Univariate Model

This tutorial provides a step-by-step guide on how to use the TemporalMixtureModels.jl package to fit temporal mixture models to time series data. It provides a simple example using synthetic data to illustrate the main functionalities of the package, including data preparation, model fitting, prediction, and uncertainty estimation.

Prerequisites

While the package uses an internal data structure for the time series data, the package by default implements automatic conversion from a DataFrame to its internal format.
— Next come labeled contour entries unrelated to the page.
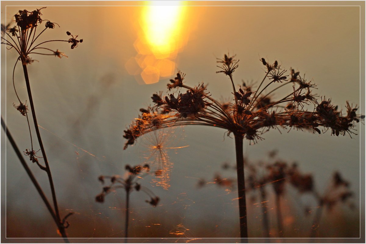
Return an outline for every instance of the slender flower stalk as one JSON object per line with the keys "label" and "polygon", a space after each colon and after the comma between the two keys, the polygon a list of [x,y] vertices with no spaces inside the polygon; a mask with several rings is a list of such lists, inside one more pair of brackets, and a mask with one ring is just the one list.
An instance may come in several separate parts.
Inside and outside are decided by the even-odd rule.
{"label": "slender flower stalk", "polygon": [[[73,49],[78,46],[79,43],[82,42],[83,39],[77,39],[78,36],[74,37],[68,31],[66,33],[67,34],[72,37],[71,38],[69,38],[68,40],[51,40],[40,42],[38,42],[38,38],[44,32],[48,29],[54,28],[56,26],[55,25],[58,25],[56,23],[53,23],[49,20],[46,20],[44,28],[42,29],[38,34],[36,34],[37,27],[40,26],[43,21],[41,18],[42,14],[41,12],[41,10],[45,8],[42,8],[40,9],[37,9],[31,12],[26,9],[19,10],[18,13],[14,16],[15,18],[15,25],[11,27],[10,26],[11,25],[9,24],[6,27],[4,27],[4,28],[2,28],[2,32],[6,34],[6,36],[5,38],[2,37],[1,37],[1,39],[3,41],[1,43],[6,45],[8,47],[7,49],[13,49],[15,50],[19,55],[16,58],[16,61],[15,62],[13,69],[13,84],[15,94],[19,101],[20,104],[16,106],[14,104],[14,106],[16,108],[18,111],[19,111],[22,115],[26,116],[27,118],[31,145],[31,149],[26,149],[25,151],[23,152],[24,153],[26,156],[29,157],[30,161],[33,163],[36,163],[39,168],[45,171],[47,174],[51,190],[55,214],[58,229],[58,231],[60,235],[63,237],[65,241],[68,242],[68,240],[67,239],[67,236],[65,229],[68,226],[69,224],[68,222],[66,221],[66,219],[71,214],[67,215],[62,219],[61,218],[60,216],[55,186],[52,179],[52,175],[51,173],[51,170],[40,133],[38,123],[37,122],[37,118],[36,114],[33,99],[32,96],[30,82],[28,76],[27,66],[28,65],[31,64],[34,61],[36,61],[32,59],[30,57],[29,55],[32,54],[54,55],[55,57],[58,57],[59,58],[61,58],[64,56],[67,57],[63,53],[59,51],[58,49],[55,51],[45,47],[44,45],[46,43],[51,42],[66,42],[71,43],[71,48]],[[33,149],[33,142],[28,116],[28,107],[25,105],[26,103],[23,103],[18,96],[14,83],[14,72],[15,70],[15,67],[18,61],[21,61],[23,67],[24,78],[27,87],[29,106],[30,107],[32,113],[32,118],[40,148],[40,150],[37,151]],[[38,156],[36,155],[40,150],[41,150],[42,153],[42,157]],[[38,159],[41,158],[43,159],[44,163],[44,165],[41,164],[39,162]]]}
{"label": "slender flower stalk", "polygon": [[[364,116],[356,113],[356,106],[349,106],[343,115],[337,107],[332,105],[330,100],[322,98],[318,102],[312,93],[314,85],[301,78],[298,72],[291,70],[287,75],[277,61],[269,64],[264,58],[261,61],[267,69],[262,82],[255,90],[243,85],[239,89],[235,87],[233,73],[238,67],[239,61],[234,56],[225,55],[218,62],[223,64],[224,73],[230,78],[233,87],[234,102],[228,105],[220,103],[212,98],[203,84],[191,87],[184,83],[185,78],[182,73],[170,80],[167,85],[169,91],[175,89],[179,92],[170,93],[163,97],[162,93],[152,97],[155,104],[141,111],[142,114],[124,131],[124,137],[127,140],[124,149],[133,145],[141,136],[163,128],[182,125],[205,125],[221,128],[227,131],[228,136],[232,133],[235,139],[238,184],[238,199],[241,241],[246,242],[248,237],[246,204],[245,184],[243,156],[243,140],[255,144],[262,140],[261,136],[269,130],[288,128],[296,130],[306,130],[321,134],[330,129],[331,134],[350,136],[355,134],[353,129],[355,122],[358,122]],[[266,84],[265,81],[268,80]],[[266,94],[271,86],[282,83],[292,86],[291,92],[283,98],[275,100],[269,94],[278,89],[274,87]],[[261,88],[262,85],[265,85]],[[308,111],[306,104],[314,104],[314,108]]]}
{"label": "slender flower stalk", "polygon": [[134,190],[136,191],[143,191],[149,197],[150,200],[146,200],[146,202],[156,206],[159,202],[160,199],[153,192],[147,188],[142,186],[138,182],[140,179],[142,178],[144,173],[148,173],[150,170],[148,164],[145,164],[143,166],[137,165],[133,168],[129,165],[126,165],[126,170],[127,171],[127,176],[122,177],[119,175],[113,175],[112,176],[101,175],[99,176],[99,181],[104,184],[105,180],[108,179],[111,180],[111,184],[103,187],[102,192],[98,194],[95,198],[96,201],[98,202],[103,203],[104,202],[105,195],[108,193],[115,191],[119,188],[124,189],[126,192],[126,203],[125,209],[125,225],[124,225],[124,242],[127,243],[128,240],[128,219],[130,214],[130,195]]}

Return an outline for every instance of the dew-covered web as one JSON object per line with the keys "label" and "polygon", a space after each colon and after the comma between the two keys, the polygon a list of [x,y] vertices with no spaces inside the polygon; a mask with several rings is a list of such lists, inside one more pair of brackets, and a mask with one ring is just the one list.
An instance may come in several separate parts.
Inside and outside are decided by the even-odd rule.
{"label": "dew-covered web", "polygon": [[[77,11],[73,12],[76,15]],[[86,22],[95,21],[88,18]],[[85,28],[84,33],[94,33],[95,27]],[[83,44],[94,38],[92,35],[85,37]],[[132,46],[133,43],[130,44]],[[60,214],[64,216],[73,213],[68,218],[70,226],[67,230],[71,241],[124,241],[125,189],[109,190],[102,202],[96,201],[96,197],[111,183],[112,178],[108,176],[119,176],[123,180],[131,175],[130,169],[146,164],[149,172],[137,174],[131,185],[129,242],[239,241],[233,138],[217,128],[177,127],[146,134],[123,150],[123,130],[137,117],[140,107],[149,106],[153,93],[165,89],[169,81],[162,81],[155,86],[138,85],[132,76],[119,71],[124,63],[118,57],[109,55],[104,58],[103,52],[96,49],[91,53],[88,48],[87,52],[73,52],[74,57],[68,52],[68,59],[63,58],[62,62],[49,62],[41,57],[39,64],[36,64],[38,66],[29,68],[32,81],[37,81],[32,85],[38,122]],[[122,49],[125,51],[124,48]],[[92,54],[98,58],[86,61],[85,57]],[[7,61],[14,62],[15,58],[10,53]],[[240,58],[239,69],[243,60]],[[73,59],[86,64],[75,68]],[[214,61],[206,64],[214,68]],[[249,65],[249,62],[242,62],[243,66]],[[97,68],[101,67],[104,68]],[[12,66],[7,65],[6,68],[10,70],[6,77],[9,83]],[[25,97],[20,69],[16,70],[15,85],[20,95]],[[262,72],[259,77],[263,70],[258,69]],[[202,77],[190,70],[184,72],[190,82]],[[214,74],[213,69],[210,72]],[[225,89],[220,86],[221,83],[215,83],[216,76],[209,77],[204,81],[210,81],[208,88],[213,96],[223,96],[225,99],[222,100],[232,102],[229,81],[220,80],[228,82]],[[7,122],[20,148],[25,150],[29,147],[27,125],[12,107],[16,98],[8,87],[1,92],[7,95]],[[279,91],[277,95],[281,94]],[[346,135],[330,138],[330,131],[318,137],[300,129],[292,129],[288,133],[288,129],[279,127],[282,134],[272,130],[263,136],[265,140],[254,145],[247,145],[247,142],[244,147],[249,237],[264,238],[253,240],[260,242],[280,241],[269,239],[283,237],[306,240],[311,237],[357,237],[360,198],[358,138],[350,140]],[[7,145],[7,236],[58,237],[43,203]],[[48,179],[37,165],[28,163],[51,199]],[[130,167],[126,169],[126,165]],[[104,184],[98,179],[101,176],[104,176]]]}

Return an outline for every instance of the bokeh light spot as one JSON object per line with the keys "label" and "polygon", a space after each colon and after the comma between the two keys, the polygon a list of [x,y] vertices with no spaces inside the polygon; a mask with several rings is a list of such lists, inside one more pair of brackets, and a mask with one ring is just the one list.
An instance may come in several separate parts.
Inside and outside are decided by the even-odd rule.
{"label": "bokeh light spot", "polygon": [[152,84],[159,81],[160,70],[153,66],[147,66],[141,73],[141,77],[147,84]]}

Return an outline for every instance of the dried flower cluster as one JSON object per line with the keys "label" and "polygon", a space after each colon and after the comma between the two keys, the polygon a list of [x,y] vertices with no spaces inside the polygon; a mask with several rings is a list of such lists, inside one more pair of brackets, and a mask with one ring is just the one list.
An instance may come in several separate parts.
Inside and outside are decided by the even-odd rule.
{"label": "dried flower cluster", "polygon": [[[344,115],[325,97],[318,102],[312,91],[315,85],[311,81],[307,81],[305,76],[302,77],[299,72],[293,69],[286,74],[277,61],[270,64],[262,58],[265,74],[259,86],[255,89],[243,83],[237,90],[232,74],[238,68],[239,61],[235,57],[225,55],[223,59],[219,60],[217,62],[223,64],[220,67],[223,70],[217,72],[230,77],[233,102],[220,102],[214,99],[203,84],[193,87],[187,86],[184,82],[185,75],[179,73],[167,85],[169,91],[173,91],[165,96],[161,92],[153,94],[154,106],[141,110],[142,114],[124,131],[127,141],[124,149],[144,134],[171,126],[194,125],[218,127],[226,130],[228,136],[233,133],[235,137],[249,140],[251,144],[262,140],[262,135],[270,129],[280,131],[281,127],[288,128],[288,131],[296,128],[319,134],[330,129],[332,135],[347,133],[350,136],[354,134],[355,122],[365,118],[356,114],[356,106],[350,105],[348,102],[347,114]],[[261,89],[266,79],[268,83]],[[281,83],[279,86],[275,85],[278,83]],[[292,87],[288,95],[280,99],[272,96],[274,91],[286,85]],[[267,89],[270,85],[274,86],[272,90]],[[311,103],[314,104],[314,108],[309,111],[305,105]]]}
{"label": "dried flower cluster", "polygon": [[[218,61],[223,64],[224,70],[230,70],[225,73],[231,77],[238,68],[238,62],[233,63],[234,57],[225,55],[223,59]],[[187,125],[222,128],[227,130],[228,134],[232,133],[241,136],[254,143],[262,139],[261,135],[264,132],[278,127],[307,129],[319,134],[321,131],[319,128],[322,127],[326,131],[330,129],[332,134],[337,136],[354,134],[352,130],[355,122],[358,122],[365,118],[356,113],[356,106],[350,105],[347,102],[347,114],[344,115],[329,99],[322,97],[318,102],[311,91],[315,85],[301,77],[299,72],[292,69],[290,74],[285,75],[286,71],[281,69],[277,61],[270,65],[264,58],[262,61],[267,70],[259,87],[254,91],[253,88],[243,84],[243,87],[234,91],[235,102],[228,105],[211,97],[203,84],[194,87],[186,85],[183,82],[184,75],[178,73],[167,85],[169,90],[177,88],[177,91],[164,97],[161,92],[153,94],[152,98],[154,105],[142,110],[142,115],[124,131],[124,137],[127,141],[124,149],[133,144],[139,137],[152,131]],[[269,82],[261,89],[266,78]],[[262,94],[270,85],[285,81],[280,87]],[[293,87],[288,95],[279,100],[270,96],[273,91],[286,84]],[[186,91],[182,92],[182,89]],[[304,107],[310,102],[314,104],[312,111]]]}
{"label": "dried flower cluster", "polygon": [[149,165],[145,164],[143,166],[139,165],[132,168],[127,165],[126,166],[126,169],[127,172],[127,176],[126,177],[119,175],[112,176],[101,175],[99,176],[98,179],[102,184],[105,184],[107,179],[110,181],[111,183],[103,187],[102,192],[96,197],[96,201],[98,202],[103,202],[106,195],[115,191],[117,189],[122,188],[124,189],[128,194],[134,190],[144,192],[150,197],[150,199],[146,200],[146,202],[154,207],[156,206],[159,202],[159,197],[155,196],[148,188],[142,186],[137,182],[138,179],[142,178],[143,174],[147,173],[150,171]]}
{"label": "dried flower cluster", "polygon": [[[13,85],[19,104],[19,105],[16,105],[15,103],[13,103],[13,105],[14,107],[19,111],[20,114],[27,117],[27,121],[29,124],[28,106],[26,105],[26,102],[23,103],[22,102],[18,95],[14,84],[14,72],[18,61],[21,61],[23,66],[31,64],[34,61],[37,60],[33,59],[29,56],[29,55],[31,54],[55,55],[55,57],[59,58],[64,56],[67,57],[67,56],[63,53],[59,51],[58,49],[55,51],[44,46],[44,45],[50,42],[67,42],[71,43],[71,49],[73,49],[78,46],[78,43],[83,42],[82,39],[79,40],[76,39],[78,36],[74,37],[70,32],[67,31],[67,34],[72,37],[72,38],[70,38],[68,40],[51,40],[37,43],[37,41],[38,38],[45,31],[48,29],[54,28],[55,25],[59,25],[56,23],[53,23],[49,20],[46,20],[44,28],[39,33],[37,33],[37,27],[39,27],[42,22],[44,23],[43,20],[41,17],[42,14],[41,12],[41,10],[45,8],[45,7],[42,8],[40,9],[37,9],[31,11],[28,11],[26,9],[19,10],[17,14],[14,15],[15,23],[15,26],[11,27],[12,25],[12,22],[6,26],[1,25],[2,35],[6,34],[7,35],[5,37],[1,37],[1,39],[4,41],[1,42],[1,44],[9,46],[10,47],[8,49],[14,49],[19,54],[13,70]],[[41,51],[44,51],[46,53],[50,52],[50,53],[38,52]],[[26,77],[26,80],[29,78],[27,77],[27,73],[26,75],[27,76]],[[30,92],[30,88],[29,88],[28,89],[29,93]],[[29,157],[30,159],[33,163],[37,163],[41,169],[45,170],[45,167],[40,164],[37,159],[37,158],[42,157],[36,156],[36,153],[38,151],[36,152],[33,150],[33,142],[32,141],[32,136],[30,127],[29,133],[30,135],[31,148],[27,149],[26,151],[24,152],[24,153]]]}
{"label": "dried flower cluster", "polygon": [[[39,187],[38,183],[35,180],[32,180],[32,181],[38,190],[38,192],[47,206],[49,211],[57,225],[58,233],[62,236],[66,242],[68,242],[69,241],[65,229],[69,226],[69,224],[68,222],[67,221],[66,219],[70,216],[72,213],[69,213],[66,215],[64,217],[61,218],[59,210],[51,170],[48,164],[45,151],[43,146],[43,142],[40,133],[38,124],[37,122],[37,117],[35,111],[27,66],[29,64],[33,64],[34,61],[38,61],[38,60],[33,59],[30,57],[30,55],[32,56],[32,54],[55,55],[55,57],[58,57],[60,58],[63,56],[67,57],[63,53],[59,51],[58,49],[55,51],[46,47],[46,44],[49,42],[66,42],[71,43],[71,49],[73,49],[74,47],[77,46],[78,43],[82,42],[83,40],[82,39],[79,40],[78,40],[76,39],[77,36],[74,37],[71,35],[72,38],[70,38],[68,40],[56,39],[39,41],[39,38],[46,30],[48,29],[54,28],[56,25],[58,26],[58,24],[56,23],[51,22],[48,20],[42,20],[41,18],[42,14],[41,12],[41,11],[44,8],[42,8],[40,9],[37,9],[31,11],[28,11],[26,9],[19,10],[18,12],[14,15],[15,20],[14,21],[11,21],[6,26],[1,25],[1,38],[3,41],[1,42],[1,43],[5,45],[7,47],[7,49],[8,50],[12,49],[15,50],[18,54],[18,56],[16,57],[16,60],[13,69],[12,81],[14,91],[19,101],[19,105],[16,105],[15,103],[13,103],[13,105],[22,115],[26,117],[31,142],[31,148],[26,149],[25,151],[23,152],[25,155],[29,157],[29,159],[33,163],[36,163],[41,169],[44,171],[46,173],[49,182],[51,193],[52,195],[53,207],[51,206],[49,202],[43,194],[41,188]],[[44,23],[44,20],[46,22],[44,28],[37,33],[37,27],[39,27],[42,22]],[[13,26],[14,22],[15,22],[15,25]],[[39,28],[38,29],[39,29]],[[14,72],[16,65],[19,61],[21,62],[21,65],[23,67],[27,91],[29,99],[29,106],[31,112],[32,118],[34,125],[34,129],[36,130],[38,145],[40,148],[37,151],[34,150],[33,149],[33,142],[32,138],[29,119],[28,118],[28,106],[26,105],[26,103],[23,103],[22,101],[18,95],[15,84],[14,81]],[[13,148],[16,151],[18,150],[18,149],[16,148],[16,146],[13,145]],[[37,155],[37,153],[40,150],[42,154],[42,157],[38,156]],[[19,156],[18,157],[19,157]],[[44,166],[41,164],[39,161],[38,159],[41,158],[43,159],[44,163]],[[21,158],[19,157],[19,159],[22,161]],[[34,176],[33,176],[30,170],[28,170],[25,166],[24,167],[26,168],[27,173],[31,179],[34,179]]]}

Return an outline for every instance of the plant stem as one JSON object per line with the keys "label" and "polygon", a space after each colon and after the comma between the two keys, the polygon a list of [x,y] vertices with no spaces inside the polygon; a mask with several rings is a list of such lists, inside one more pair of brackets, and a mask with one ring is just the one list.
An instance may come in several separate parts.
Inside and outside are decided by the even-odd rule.
{"label": "plant stem", "polygon": [[315,217],[314,220],[313,221],[313,225],[311,226],[311,232],[310,233],[310,238],[315,238],[315,234],[317,233],[317,230],[319,227],[319,221],[320,220],[320,217],[321,216],[321,213],[323,210],[323,204],[321,203],[319,205],[319,207],[317,209],[317,211],[315,213]]}
{"label": "plant stem", "polygon": [[129,205],[130,204],[130,188],[126,188],[126,222],[124,226],[124,243],[127,243],[128,231],[128,215],[130,213]]}
{"label": "plant stem", "polygon": [[42,138],[41,137],[41,134],[40,133],[39,129],[38,127],[38,123],[37,123],[37,118],[36,116],[36,112],[34,110],[34,106],[33,103],[33,98],[32,97],[32,92],[30,89],[30,84],[29,82],[29,78],[28,75],[27,65],[26,64],[24,64],[25,63],[25,60],[23,60],[24,58],[22,57],[21,58],[23,71],[24,73],[24,78],[25,79],[26,84],[27,85],[27,91],[28,92],[28,96],[29,99],[29,104],[30,106],[31,110],[32,111],[32,116],[33,117],[33,121],[34,124],[34,128],[36,129],[36,133],[37,135],[37,138],[38,139],[38,142],[40,145],[40,147],[41,148],[41,151],[42,153],[43,159],[44,160],[45,165],[46,167],[45,170],[47,172],[47,176],[48,177],[48,180],[49,182],[50,187],[51,188],[51,192],[52,194],[52,198],[53,202],[55,213],[58,222],[57,227],[58,227],[60,234],[64,238],[65,242],[68,243],[69,241],[67,239],[67,235],[66,234],[63,224],[61,222],[61,218],[60,217],[60,212],[59,211],[59,208],[57,206],[57,200],[56,199],[56,193],[55,190],[55,186],[53,185],[53,181],[52,179],[52,175],[51,174],[51,170],[48,164],[48,161],[46,156],[46,152],[43,146],[43,143],[42,142]]}
{"label": "plant stem", "polygon": [[[42,188],[41,187],[41,186],[37,182],[37,180],[36,179],[36,178],[34,177],[34,176],[33,175],[30,169],[29,168],[29,167],[28,167],[28,165],[27,165],[27,163],[26,163],[25,160],[23,158],[22,153],[19,150],[19,148],[16,145],[16,144],[15,143],[15,142],[14,141],[14,139],[13,138],[13,137],[11,136],[11,134],[10,134],[10,131],[9,131],[9,129],[8,129],[8,127],[5,125],[5,123],[4,122],[2,117],[1,117],[1,126],[3,127],[3,129],[6,133],[7,137],[8,137],[8,139],[9,140],[9,141],[10,142],[11,146],[12,147],[13,149],[14,149],[14,150],[15,151],[15,153],[16,154],[16,156],[19,159],[19,160],[20,161],[22,165],[23,165],[24,169],[25,169],[26,172],[27,172],[27,174],[28,175],[28,176],[29,176],[29,178],[30,178],[30,180],[32,181],[32,183],[33,183],[33,185],[34,185],[34,187],[35,187],[37,189],[37,191],[38,192],[38,194],[41,196],[41,198],[43,201],[43,202],[44,202],[45,204],[46,205],[46,206],[47,207],[47,209],[48,210],[48,211],[49,211],[49,213],[51,214],[52,218],[53,219],[53,220],[55,221],[55,222],[56,223],[56,225],[58,227],[58,220],[57,219],[56,215],[55,213],[55,212],[53,211],[53,210],[52,208],[52,207],[51,206],[51,205],[50,204],[49,202],[48,201],[48,200],[47,199],[47,197],[46,197],[46,195],[43,192],[43,191],[42,190]],[[63,236],[63,237],[64,238],[64,241],[65,243],[69,243],[69,241],[67,239],[67,236]]]}
{"label": "plant stem", "polygon": [[240,219],[240,237],[242,243],[248,243],[247,225],[247,205],[245,199],[244,181],[244,157],[243,152],[243,136],[235,134],[235,149],[236,155],[236,173],[238,175],[238,194],[239,201]]}
{"label": "plant stem", "polygon": [[[268,221],[268,207],[266,204],[266,192],[264,190],[264,186],[262,186],[259,187],[261,192],[261,199],[262,202],[262,212],[263,214],[263,237],[266,238],[269,237],[269,224]],[[269,242],[269,239],[266,239],[265,242]]]}
{"label": "plant stem", "polygon": [[283,232],[283,227],[282,225],[282,216],[281,214],[281,206],[280,205],[280,195],[276,194],[276,211],[277,214],[277,226],[278,228],[278,232],[280,237],[283,238],[285,237]]}

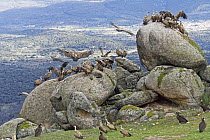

using TemporalMixtureModels, DataFrames

Generating Synthetic Data

For this tutorial, we will generate synthetic univariate time series data. The data will consist of three clusters, each generated from a different polynomial function with added Gaussian noise. The input DataFrame should be a so-called "long" format, with columns for the individual ID, time points, and observed values.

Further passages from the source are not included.